Per capire l’Italia di oggi tra 20 anni si analizzeranno talk e reality

Se chiedessi ai miei venticinque lettori un elenco dei programmi più brutti, saprei già la risposta: i reality beceri, i programmi di Barbara d’Urso, Mara Venier che canta «Maledetta primavera», la soap di Asia Argento, le chiambrettate, molte defilippiche, i talk urlati, la morbosità della cronaca nera…
È possibile definire un programma brutto, al di là dei gusti personali? Quasi impossibile, accontentiamoci di un’approssimazione, e non di «grandi codici».
Un programma è brutto quando la sua scrittura è priva di controllo (incapacità della conduzione, autori maldestri…) o quando è fatto apposta perché il programma perda il controllo. In una parola, può sembrare brutto quando è sfarinato, scombinato, approssimativo.
Ebbene, cari venticinque lettori, sappiate che fra vent’anni questi programmi saranno i più ambiti dagli storici, dagli studiosi che cercheranno di fare la radiografia di questi nostri giorni.
Fra i ricercatori più seri esiste infatti una regola fondamentale: per capire un certo periodo, usando come fonte la tv, sono molto più interessanti e ricche d’informazione le trasmissioni che cedono alla selvaggeria del tempo.
Le impronte d’autore, i format troppo rigidi, le impalcature estetiche, l’ipocrisia della «tv intelligente» sono griglie interpretative che fanno velo a una percezione più diretta. I programmi senza vergogna, slabbrati permettono invece un contatto più diretto con lo «spirito del tempo».
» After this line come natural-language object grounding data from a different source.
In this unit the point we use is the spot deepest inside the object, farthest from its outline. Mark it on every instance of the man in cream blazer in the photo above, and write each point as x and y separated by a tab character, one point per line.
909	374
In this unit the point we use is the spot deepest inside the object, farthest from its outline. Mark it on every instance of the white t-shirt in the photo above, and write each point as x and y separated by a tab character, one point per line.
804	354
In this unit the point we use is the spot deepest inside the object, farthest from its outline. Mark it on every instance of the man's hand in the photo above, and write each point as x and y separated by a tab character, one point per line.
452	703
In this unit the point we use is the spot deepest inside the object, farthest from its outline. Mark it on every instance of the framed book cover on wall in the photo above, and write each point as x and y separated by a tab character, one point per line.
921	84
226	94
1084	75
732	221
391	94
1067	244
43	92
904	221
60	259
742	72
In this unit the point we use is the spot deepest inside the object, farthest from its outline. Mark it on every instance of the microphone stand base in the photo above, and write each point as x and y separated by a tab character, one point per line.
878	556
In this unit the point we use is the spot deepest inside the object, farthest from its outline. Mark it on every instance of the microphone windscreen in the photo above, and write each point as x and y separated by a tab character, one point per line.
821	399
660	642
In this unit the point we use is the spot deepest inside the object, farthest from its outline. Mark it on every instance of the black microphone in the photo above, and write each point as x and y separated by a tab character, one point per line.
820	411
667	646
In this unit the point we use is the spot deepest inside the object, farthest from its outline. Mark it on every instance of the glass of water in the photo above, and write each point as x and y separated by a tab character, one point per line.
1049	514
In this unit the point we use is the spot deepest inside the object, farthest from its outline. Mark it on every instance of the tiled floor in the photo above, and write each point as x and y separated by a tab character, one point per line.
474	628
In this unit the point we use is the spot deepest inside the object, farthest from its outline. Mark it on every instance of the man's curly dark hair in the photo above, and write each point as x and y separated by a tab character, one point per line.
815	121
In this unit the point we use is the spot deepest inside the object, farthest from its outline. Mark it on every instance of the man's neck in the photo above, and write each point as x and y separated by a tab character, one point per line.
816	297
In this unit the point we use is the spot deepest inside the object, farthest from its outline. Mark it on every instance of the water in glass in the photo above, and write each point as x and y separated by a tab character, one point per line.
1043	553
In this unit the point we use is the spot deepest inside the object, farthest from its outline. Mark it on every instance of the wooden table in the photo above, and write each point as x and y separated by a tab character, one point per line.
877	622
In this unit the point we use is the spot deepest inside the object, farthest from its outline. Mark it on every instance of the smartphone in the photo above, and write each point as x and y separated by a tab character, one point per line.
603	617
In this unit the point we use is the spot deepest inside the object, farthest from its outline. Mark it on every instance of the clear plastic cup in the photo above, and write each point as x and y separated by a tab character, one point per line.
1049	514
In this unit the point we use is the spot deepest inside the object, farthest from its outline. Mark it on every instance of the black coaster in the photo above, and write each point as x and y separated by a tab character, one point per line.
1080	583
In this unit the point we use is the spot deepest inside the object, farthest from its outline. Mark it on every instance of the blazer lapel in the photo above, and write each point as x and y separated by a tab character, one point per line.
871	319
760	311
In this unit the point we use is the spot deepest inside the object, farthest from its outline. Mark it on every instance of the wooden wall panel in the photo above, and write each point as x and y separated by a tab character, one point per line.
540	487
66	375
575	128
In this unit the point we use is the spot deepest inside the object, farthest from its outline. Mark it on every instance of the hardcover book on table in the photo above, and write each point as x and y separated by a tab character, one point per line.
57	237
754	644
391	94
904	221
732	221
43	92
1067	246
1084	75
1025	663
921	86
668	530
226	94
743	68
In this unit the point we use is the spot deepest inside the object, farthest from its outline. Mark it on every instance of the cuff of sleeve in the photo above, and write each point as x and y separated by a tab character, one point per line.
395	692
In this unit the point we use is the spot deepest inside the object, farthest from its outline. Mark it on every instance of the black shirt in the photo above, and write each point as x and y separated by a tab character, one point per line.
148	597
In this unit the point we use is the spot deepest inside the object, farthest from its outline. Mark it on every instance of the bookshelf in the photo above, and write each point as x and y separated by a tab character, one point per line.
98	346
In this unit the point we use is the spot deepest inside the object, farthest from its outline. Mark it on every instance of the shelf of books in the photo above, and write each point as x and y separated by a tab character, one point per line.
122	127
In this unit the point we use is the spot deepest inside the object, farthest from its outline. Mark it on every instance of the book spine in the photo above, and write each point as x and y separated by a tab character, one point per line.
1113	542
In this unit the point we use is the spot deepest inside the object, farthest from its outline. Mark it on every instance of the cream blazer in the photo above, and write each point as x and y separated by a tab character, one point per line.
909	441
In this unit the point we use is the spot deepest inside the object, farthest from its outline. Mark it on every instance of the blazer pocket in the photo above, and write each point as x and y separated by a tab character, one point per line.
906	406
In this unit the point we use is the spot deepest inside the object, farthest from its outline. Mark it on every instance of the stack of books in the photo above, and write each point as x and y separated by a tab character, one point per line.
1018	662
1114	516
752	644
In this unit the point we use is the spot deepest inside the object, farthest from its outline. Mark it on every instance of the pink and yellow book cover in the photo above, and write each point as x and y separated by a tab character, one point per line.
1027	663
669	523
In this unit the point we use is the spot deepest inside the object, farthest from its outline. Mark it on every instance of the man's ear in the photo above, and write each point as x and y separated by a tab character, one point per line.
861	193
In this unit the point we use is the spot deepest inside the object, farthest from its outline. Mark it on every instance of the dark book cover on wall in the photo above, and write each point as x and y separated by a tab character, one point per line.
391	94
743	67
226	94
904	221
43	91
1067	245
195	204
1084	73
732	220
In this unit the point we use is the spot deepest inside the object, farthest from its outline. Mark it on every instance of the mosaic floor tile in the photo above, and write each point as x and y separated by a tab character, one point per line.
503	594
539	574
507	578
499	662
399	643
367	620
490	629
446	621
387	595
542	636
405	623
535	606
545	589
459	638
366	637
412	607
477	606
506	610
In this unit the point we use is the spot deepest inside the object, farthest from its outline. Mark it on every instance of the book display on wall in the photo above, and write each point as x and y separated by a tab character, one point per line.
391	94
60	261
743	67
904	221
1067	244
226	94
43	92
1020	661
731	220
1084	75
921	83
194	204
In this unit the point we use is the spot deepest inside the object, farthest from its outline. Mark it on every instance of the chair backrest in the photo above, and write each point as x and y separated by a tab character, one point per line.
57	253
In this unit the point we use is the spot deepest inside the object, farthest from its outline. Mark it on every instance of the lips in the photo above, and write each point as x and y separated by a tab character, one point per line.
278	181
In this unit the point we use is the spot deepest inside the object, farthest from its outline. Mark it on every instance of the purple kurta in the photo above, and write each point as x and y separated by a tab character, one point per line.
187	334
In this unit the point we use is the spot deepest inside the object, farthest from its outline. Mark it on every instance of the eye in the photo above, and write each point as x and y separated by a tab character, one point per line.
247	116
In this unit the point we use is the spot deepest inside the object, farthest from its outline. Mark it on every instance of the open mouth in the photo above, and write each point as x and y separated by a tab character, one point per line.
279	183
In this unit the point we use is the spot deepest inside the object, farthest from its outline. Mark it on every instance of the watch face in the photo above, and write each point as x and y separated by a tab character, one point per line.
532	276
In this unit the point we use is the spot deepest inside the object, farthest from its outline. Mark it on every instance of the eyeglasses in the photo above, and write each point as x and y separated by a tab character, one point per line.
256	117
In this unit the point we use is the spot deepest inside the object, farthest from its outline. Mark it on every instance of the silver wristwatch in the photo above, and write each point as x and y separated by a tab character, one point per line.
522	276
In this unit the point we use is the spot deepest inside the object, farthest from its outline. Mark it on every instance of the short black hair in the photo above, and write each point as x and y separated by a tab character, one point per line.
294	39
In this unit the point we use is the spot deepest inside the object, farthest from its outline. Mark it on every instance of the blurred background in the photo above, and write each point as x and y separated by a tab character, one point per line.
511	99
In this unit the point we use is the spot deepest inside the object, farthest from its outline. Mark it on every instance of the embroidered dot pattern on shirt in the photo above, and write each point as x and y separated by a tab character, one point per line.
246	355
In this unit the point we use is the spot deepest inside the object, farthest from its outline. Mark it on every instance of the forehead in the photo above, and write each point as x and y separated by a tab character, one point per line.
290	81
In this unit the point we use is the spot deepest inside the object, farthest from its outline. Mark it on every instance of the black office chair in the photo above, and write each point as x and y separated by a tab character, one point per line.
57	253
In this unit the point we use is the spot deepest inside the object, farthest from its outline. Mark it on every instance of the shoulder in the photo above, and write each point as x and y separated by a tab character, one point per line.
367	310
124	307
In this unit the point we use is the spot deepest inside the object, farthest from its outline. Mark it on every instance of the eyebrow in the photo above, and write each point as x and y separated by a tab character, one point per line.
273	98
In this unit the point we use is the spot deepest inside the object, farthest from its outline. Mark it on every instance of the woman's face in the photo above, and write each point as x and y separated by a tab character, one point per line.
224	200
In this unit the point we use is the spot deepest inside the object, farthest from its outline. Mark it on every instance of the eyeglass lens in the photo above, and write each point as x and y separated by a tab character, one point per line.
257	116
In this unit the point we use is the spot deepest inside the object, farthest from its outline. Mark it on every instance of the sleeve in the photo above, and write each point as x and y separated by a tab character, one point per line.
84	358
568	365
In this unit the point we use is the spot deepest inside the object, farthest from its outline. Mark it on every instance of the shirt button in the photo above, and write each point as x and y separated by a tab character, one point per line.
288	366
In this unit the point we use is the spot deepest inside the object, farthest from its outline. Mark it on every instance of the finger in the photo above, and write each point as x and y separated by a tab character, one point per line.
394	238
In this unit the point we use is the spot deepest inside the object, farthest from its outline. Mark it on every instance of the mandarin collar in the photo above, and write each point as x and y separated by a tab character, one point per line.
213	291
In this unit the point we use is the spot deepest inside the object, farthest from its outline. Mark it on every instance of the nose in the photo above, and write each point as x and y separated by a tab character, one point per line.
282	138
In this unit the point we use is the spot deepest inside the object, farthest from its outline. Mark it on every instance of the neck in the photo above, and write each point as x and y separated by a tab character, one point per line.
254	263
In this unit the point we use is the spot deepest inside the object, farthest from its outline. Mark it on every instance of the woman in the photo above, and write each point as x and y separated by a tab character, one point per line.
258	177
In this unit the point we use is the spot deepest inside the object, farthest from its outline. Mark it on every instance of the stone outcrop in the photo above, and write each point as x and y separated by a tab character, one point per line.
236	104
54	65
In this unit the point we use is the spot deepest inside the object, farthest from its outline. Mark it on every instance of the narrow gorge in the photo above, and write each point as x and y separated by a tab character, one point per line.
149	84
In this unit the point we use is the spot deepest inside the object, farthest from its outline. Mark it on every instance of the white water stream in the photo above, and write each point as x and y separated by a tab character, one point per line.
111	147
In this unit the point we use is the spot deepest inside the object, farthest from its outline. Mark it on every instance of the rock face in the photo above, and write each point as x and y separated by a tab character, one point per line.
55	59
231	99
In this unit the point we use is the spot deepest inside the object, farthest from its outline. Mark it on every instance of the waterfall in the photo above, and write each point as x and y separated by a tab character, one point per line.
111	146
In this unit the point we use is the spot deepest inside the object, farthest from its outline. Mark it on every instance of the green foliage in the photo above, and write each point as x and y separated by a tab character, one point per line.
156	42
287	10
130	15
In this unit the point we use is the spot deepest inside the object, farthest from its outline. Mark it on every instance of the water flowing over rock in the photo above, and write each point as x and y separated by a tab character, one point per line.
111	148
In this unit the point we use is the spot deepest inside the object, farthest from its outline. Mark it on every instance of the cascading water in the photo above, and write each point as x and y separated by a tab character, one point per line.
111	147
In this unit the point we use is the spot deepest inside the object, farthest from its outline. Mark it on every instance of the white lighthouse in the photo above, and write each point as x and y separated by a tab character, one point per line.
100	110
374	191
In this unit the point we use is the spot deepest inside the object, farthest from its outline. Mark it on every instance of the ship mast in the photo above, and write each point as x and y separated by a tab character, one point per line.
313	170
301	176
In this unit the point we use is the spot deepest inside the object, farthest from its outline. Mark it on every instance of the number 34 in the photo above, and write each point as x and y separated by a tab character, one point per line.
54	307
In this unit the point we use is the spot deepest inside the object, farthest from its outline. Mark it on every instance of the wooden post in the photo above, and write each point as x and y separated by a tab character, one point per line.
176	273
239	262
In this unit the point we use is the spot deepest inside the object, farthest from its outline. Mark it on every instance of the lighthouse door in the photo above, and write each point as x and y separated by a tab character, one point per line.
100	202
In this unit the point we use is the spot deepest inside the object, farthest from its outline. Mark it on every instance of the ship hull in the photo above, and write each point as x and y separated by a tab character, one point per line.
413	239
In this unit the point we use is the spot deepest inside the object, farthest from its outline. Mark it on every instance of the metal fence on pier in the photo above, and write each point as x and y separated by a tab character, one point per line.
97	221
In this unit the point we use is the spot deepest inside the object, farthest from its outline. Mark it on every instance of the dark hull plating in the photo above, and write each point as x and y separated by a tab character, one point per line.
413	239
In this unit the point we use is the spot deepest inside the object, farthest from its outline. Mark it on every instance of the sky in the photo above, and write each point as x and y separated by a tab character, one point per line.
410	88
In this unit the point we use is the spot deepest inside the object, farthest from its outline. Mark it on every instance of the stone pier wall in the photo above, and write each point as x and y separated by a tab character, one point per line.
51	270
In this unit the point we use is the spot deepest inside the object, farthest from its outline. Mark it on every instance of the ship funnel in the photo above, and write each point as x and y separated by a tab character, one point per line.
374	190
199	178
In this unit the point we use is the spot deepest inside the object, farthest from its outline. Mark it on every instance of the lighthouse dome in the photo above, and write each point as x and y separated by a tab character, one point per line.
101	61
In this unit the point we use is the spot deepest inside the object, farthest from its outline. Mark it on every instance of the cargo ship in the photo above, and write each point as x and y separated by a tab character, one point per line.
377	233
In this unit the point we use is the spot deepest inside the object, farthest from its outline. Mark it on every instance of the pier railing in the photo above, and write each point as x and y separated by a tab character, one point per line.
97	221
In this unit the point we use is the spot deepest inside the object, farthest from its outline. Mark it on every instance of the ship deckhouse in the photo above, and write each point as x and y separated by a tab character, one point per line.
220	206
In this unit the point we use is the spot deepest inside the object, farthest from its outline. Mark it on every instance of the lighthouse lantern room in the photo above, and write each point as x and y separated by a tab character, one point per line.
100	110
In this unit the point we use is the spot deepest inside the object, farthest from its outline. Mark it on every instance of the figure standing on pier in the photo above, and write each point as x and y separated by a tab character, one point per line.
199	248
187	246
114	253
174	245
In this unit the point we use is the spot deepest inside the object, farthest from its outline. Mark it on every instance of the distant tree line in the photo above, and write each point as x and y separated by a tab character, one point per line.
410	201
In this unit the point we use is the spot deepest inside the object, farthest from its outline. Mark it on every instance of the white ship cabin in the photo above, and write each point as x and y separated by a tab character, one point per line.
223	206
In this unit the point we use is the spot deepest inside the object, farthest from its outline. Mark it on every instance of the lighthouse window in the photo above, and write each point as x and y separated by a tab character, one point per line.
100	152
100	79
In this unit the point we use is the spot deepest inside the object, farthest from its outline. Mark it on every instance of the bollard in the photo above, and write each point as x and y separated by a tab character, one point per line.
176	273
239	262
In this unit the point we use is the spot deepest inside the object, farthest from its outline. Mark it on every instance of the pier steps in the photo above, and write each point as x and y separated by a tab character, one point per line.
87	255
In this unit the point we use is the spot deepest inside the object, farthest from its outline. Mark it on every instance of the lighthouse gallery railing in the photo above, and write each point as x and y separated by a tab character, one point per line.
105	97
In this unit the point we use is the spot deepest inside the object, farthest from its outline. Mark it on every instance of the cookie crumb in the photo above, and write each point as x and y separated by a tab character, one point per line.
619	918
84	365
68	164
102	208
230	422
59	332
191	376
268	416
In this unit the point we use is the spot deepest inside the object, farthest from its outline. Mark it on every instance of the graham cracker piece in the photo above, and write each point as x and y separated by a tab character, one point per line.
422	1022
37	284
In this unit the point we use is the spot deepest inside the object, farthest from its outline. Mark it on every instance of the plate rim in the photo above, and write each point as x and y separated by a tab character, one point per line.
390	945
Fra vent’anni gli storici non faranno l’elogio di questa tv (nel frattempo si staranno già occupando delle storie di Instagram), ma spiegheranno l’Italia 2018 attraverso questa tv. Magari attraverso i social. A conferma del fatto che le scelte politiche non sono mai solo il meccanico riflesso di interessi economici, ma anche l’esito di riflussi simbolici ed emotivi.